J’ai passé une bonne partie de la journée à écrire le spectacle de fin d’année que les troisièmes de l’option musique, les troisièmes Glee, interpréteront. Cette année, ce sera beaucoup plus cours, plus modeste. Un spectacle d’une heure, intégrant les quatre niveaux, chaque classe chantant trois chansons.

Et tandis que je tente de trouver dans la langue française une façon de marteler la révolte, en écrivant des paroles sur Rehab, d’Amy Winehouse, je me demande si je ne suis pas devenu l’un de ces “profs à projets”. Le genre de prof qu’élèves, on regardait avec curiosité et un peu de condescendance aussi : les profs qui se montraient tellement intenses dans l’animation de leur club théâtre, du journal scolaire ou de l’organisation de voyages. Comme si c’était ça l’essentiel alors que bon, quand même, on était au collège pour apprendre (oui, j’engueulerais salement mon moi collégien, si je le croisais aujourd’hui).
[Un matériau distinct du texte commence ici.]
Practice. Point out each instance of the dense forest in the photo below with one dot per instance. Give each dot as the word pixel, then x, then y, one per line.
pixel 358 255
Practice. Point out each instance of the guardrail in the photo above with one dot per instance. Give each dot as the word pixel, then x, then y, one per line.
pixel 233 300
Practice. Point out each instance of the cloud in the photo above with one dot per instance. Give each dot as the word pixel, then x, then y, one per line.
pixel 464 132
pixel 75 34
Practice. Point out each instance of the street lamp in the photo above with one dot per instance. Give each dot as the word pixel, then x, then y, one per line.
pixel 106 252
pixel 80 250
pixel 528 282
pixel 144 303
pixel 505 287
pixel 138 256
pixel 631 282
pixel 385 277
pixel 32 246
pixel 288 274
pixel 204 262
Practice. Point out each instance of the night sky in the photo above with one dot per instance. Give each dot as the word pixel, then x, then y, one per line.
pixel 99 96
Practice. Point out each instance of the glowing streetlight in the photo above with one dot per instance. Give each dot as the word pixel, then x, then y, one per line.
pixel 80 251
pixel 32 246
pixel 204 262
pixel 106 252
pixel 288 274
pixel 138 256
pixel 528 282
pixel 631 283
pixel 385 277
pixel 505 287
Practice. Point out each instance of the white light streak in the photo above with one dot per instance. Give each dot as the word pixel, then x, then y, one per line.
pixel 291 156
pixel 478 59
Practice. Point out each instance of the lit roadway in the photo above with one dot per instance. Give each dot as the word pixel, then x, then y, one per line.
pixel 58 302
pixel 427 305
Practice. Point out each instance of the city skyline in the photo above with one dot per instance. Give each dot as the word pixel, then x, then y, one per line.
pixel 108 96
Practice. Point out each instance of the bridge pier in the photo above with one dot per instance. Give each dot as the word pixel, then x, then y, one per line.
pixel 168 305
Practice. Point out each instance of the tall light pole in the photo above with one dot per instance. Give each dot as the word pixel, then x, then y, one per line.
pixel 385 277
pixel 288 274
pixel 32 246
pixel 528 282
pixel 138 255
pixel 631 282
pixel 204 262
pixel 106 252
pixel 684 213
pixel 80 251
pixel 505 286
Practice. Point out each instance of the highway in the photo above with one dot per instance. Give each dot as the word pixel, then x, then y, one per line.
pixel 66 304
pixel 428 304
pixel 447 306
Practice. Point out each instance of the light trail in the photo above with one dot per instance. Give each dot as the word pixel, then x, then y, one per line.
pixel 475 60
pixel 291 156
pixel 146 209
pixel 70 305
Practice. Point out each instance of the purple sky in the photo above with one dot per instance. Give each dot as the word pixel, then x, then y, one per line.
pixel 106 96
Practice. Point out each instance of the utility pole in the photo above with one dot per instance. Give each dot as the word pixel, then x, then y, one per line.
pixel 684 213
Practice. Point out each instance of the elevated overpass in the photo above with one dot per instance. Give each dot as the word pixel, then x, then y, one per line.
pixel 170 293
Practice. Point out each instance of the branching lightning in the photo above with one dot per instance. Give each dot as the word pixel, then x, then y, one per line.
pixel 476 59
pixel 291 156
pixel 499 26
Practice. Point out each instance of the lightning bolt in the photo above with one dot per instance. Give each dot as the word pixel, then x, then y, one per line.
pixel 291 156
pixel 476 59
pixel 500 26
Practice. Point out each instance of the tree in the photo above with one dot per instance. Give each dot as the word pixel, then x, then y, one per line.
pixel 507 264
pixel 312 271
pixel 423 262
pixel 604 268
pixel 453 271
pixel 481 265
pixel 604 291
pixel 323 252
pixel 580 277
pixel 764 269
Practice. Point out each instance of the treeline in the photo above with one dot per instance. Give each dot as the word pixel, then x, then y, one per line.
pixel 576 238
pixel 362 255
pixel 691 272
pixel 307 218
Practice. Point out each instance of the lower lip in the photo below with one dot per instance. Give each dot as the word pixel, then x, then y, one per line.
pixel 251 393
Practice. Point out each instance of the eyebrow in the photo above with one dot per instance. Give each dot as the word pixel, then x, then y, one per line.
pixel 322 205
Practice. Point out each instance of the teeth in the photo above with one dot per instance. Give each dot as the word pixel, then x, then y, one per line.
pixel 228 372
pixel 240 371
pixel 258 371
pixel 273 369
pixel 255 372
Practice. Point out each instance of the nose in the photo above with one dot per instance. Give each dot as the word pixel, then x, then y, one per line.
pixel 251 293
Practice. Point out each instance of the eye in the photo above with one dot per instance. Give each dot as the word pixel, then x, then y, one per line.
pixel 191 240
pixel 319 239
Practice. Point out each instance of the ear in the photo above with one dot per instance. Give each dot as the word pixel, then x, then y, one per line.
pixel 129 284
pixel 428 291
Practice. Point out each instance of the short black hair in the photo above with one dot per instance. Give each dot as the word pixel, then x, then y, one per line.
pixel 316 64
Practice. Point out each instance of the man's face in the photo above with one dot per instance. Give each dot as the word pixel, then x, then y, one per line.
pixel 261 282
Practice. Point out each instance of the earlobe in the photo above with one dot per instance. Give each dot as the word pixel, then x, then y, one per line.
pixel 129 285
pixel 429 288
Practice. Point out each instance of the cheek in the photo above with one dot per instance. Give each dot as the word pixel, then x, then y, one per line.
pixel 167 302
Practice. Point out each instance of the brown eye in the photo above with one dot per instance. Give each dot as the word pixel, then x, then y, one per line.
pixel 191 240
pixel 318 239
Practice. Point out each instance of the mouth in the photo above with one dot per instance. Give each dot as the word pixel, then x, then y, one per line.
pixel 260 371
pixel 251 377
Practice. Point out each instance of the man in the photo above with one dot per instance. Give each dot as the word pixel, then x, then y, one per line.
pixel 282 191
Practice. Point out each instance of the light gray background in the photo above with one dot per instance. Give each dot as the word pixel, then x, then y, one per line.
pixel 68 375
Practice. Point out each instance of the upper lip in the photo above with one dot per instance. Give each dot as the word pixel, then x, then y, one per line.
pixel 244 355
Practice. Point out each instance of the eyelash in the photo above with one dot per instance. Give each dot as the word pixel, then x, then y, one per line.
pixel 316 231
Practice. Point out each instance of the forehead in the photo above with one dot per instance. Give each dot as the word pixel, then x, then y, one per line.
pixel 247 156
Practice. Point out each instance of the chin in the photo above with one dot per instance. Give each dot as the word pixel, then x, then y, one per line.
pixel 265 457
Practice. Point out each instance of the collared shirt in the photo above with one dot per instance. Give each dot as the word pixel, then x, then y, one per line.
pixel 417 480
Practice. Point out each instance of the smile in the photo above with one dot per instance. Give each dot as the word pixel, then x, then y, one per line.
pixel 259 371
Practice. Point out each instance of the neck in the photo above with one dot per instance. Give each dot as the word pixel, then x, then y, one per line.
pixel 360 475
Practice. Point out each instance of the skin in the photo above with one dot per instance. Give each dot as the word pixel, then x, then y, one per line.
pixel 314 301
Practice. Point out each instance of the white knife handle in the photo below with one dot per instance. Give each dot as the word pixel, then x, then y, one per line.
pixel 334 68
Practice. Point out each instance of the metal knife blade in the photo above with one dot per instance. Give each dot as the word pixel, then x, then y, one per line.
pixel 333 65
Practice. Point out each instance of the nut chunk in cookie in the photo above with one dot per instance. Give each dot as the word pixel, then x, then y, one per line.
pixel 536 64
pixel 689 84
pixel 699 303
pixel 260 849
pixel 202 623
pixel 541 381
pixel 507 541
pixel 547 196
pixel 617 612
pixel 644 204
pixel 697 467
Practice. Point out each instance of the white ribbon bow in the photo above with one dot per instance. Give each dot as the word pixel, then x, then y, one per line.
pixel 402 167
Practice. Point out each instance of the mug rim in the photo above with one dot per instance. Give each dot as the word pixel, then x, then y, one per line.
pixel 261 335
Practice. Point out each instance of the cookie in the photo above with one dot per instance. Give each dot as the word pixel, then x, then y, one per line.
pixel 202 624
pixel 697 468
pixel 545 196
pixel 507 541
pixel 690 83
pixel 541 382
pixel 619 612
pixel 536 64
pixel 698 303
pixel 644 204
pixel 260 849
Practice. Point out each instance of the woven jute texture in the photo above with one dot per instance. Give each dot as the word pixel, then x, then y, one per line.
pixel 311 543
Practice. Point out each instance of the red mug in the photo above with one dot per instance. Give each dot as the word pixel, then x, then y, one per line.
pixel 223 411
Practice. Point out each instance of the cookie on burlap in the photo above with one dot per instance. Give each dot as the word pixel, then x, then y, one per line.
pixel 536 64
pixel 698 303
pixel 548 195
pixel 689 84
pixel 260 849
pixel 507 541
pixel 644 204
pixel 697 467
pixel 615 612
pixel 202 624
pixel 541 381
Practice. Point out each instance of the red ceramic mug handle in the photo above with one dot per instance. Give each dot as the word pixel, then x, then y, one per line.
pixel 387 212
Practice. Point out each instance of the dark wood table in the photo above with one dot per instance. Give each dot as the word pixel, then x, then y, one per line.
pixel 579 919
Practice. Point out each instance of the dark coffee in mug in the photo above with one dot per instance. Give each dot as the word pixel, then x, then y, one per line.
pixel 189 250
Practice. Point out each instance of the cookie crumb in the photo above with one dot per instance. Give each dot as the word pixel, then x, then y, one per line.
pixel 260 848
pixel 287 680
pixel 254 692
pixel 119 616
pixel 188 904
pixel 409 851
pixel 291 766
Mais il n’empêche. Quand je travaille sur les productions de la section Glee, il se passe quelque chose de très doux, de très lumineux. Parce qu’enfin, je suis à ma place. Je dois me montrer à la fois exigeant, afin de leur proposer des textes qui leur apporteront quelque chose, et penser à eux avant tout, pour qu’ils s’y retrouvent.

C’est moment privilégié. Parce que du fait que nous sommes de nombreux adultes à travailler sur ce projet, que les enfants qui y participent ont choisi de l’intégrer, les choses se font dans l’harmonie. Ce qui n’est pas souvent le cas lors de notre vie d’élève et de prof au quotidien.

Il n’empêche : fréquenter cette façon de faire, travailler pour cette section m’aura énormément appris. Mais plus que des savoirs faire, plus que des techniques, le plus important reste cette impression fugace : quand c’est lumineux, c’est qu’on est dans le vrai.